His father told me: “We know exactly when he left because the final challenge arrived at six oh five. I saw him pick up his phone. I thought it was a school thing. He put his shoes on and went out the door. I watched him go.”
Eli’s parents will speak to me. They have spoken at length. They want me to keep writing this story. I have promised them that I will.
III — What Repeats
Here is what I find when I line the four incidents up.
A youth leader who has done this before, at another parish, in another state, often relocated under unclear circumstances. The phrase “two summers at a Catholic parish in Indiana” appearing verbatim in three of four professional histories.

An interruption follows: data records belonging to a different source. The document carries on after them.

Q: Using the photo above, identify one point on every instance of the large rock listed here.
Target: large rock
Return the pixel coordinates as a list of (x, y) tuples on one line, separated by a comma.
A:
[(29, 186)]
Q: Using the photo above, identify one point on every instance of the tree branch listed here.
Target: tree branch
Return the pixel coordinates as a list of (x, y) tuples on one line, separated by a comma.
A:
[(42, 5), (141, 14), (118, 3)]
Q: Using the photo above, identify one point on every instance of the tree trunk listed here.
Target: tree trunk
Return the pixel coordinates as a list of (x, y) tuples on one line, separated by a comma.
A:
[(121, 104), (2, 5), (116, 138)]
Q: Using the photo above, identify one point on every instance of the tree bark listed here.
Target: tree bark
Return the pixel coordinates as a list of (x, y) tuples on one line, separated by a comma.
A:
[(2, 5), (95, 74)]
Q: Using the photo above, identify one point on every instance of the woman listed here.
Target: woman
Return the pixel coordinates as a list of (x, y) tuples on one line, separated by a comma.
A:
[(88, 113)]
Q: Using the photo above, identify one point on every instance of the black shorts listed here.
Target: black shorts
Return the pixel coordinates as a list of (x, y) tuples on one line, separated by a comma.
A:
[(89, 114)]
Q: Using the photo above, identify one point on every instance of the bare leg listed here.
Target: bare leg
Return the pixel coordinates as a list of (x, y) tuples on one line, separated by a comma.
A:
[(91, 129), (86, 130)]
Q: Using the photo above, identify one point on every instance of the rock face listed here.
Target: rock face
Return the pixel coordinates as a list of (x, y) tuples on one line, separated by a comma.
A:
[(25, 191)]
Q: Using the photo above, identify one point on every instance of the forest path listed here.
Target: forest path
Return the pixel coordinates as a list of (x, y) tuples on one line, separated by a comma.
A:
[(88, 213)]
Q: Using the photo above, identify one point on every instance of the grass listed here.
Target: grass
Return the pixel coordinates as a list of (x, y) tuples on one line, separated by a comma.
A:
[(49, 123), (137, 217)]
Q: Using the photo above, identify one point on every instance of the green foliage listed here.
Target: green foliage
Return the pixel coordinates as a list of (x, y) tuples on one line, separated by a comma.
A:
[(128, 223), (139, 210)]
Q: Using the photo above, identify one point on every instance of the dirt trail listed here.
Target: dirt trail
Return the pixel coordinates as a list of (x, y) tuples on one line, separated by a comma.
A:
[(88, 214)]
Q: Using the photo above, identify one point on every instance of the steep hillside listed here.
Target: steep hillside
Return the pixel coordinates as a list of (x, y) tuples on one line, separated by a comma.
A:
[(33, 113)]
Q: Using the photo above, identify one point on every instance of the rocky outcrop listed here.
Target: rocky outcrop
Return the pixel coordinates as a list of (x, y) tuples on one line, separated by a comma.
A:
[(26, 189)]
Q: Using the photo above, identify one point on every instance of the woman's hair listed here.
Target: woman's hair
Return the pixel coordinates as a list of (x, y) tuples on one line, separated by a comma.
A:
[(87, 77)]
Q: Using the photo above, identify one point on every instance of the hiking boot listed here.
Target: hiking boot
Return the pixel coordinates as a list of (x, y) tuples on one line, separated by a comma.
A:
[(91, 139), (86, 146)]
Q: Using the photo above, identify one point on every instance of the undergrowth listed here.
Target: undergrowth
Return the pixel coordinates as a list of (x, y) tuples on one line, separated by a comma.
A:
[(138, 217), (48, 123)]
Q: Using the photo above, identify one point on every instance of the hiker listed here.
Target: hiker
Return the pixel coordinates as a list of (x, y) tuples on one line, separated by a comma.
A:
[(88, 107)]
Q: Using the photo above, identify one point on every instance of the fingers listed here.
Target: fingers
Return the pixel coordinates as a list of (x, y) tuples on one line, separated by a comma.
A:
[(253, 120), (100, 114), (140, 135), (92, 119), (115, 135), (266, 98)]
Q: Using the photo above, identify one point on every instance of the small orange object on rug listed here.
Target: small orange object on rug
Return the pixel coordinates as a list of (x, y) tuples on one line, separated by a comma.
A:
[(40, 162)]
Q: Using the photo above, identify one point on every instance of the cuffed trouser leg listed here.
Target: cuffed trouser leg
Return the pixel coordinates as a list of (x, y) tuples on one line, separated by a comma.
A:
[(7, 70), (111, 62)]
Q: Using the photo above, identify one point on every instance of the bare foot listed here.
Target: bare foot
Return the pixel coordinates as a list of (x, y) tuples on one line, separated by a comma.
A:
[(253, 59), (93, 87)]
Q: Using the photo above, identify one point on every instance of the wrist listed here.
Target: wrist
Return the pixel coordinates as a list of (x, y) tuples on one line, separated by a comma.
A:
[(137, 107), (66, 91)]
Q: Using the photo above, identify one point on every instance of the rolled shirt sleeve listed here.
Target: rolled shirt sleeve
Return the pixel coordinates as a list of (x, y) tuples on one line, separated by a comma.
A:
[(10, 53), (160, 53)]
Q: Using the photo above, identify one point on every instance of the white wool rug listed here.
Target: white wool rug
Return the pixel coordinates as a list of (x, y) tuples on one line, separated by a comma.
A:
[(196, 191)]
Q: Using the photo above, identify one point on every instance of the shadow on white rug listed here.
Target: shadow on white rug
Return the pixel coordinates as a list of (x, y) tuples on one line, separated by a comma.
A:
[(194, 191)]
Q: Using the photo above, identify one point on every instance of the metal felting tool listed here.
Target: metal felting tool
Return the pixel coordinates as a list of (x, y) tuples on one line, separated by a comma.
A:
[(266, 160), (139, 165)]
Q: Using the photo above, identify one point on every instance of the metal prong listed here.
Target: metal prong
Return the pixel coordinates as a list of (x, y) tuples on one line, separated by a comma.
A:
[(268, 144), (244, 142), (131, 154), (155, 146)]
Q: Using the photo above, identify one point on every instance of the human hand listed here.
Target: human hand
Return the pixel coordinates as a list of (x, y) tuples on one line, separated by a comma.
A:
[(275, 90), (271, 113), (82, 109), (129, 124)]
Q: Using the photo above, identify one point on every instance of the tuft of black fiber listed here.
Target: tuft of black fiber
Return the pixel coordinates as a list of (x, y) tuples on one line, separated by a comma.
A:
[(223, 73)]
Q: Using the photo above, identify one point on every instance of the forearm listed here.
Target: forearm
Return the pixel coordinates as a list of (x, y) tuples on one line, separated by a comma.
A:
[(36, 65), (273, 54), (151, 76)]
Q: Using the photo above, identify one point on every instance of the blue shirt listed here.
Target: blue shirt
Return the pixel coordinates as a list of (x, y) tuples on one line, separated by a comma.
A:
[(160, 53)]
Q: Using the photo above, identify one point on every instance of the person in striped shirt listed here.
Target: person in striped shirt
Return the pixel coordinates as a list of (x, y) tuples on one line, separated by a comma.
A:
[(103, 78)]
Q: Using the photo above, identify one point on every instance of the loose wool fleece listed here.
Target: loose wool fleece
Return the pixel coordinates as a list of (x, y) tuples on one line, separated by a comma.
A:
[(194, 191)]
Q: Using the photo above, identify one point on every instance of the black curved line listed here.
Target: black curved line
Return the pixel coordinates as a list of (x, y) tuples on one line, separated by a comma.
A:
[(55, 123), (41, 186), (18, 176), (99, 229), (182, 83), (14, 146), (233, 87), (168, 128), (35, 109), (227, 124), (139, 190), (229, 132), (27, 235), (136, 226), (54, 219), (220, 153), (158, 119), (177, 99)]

An email-based challenge series, delivered in the early morning — early enough that participants see it before school, before work, before their parents are awake. The challenges begin innocuously. They escalate. The final challenge, in every case I have examined, arrives at 6:05 in the morning.
Candles. In every case. Lamp oil, votives, pillar candles, from an unnamed donor, always present, always lit for the final night.
The number seven or fourteen. I have counted three times and arrived at the same number.
A senior member of the clergy who is not there that night.
A surviving cohort that does not speak.
And the time. 6:05 AM. I have a theory about the time. I have written it down. I am not going to publish it here, on a website, where anyone can read it. If you want to discuss it, write to me and put the word “Caedmon” in the subject line and I will know you have read this far.
IV
I am not saying these incidents are connected. I am a magazine reporter in Iowa City who covers rural America, and I am aware that patterns can be willed into existence by the people who want to find them. Coincidences happen. Small parishes have fires. Youth leaders leave ministry without explanation, because ministry is difficult and the pay is poor and sometimes people simply leave.
What I am saying is that I have found a thing four times, in places I would not have known to look. Each time I have set it down, it has refused to stay down. The families of the missing are not done. The people who went in and came out are not done, even when they say they are, even when they close the door.
If you know something — if you were in one of the cohorts, or you are a relative of someone who was, or you know what became of Vance or Daniel L. or Margaret Kessel — you can write to me at the address below. I will not name you. I will not publish what you do not want published. I will, if you want, simply listen. I have been told by three separate sources that there are eleven incidents, not four. I have not been able to verify this. I am trying.
And if you know why the email always arrives at 6:05: I have been thinking about it for four years. I would like, before this is over, to think about it with someone who was there.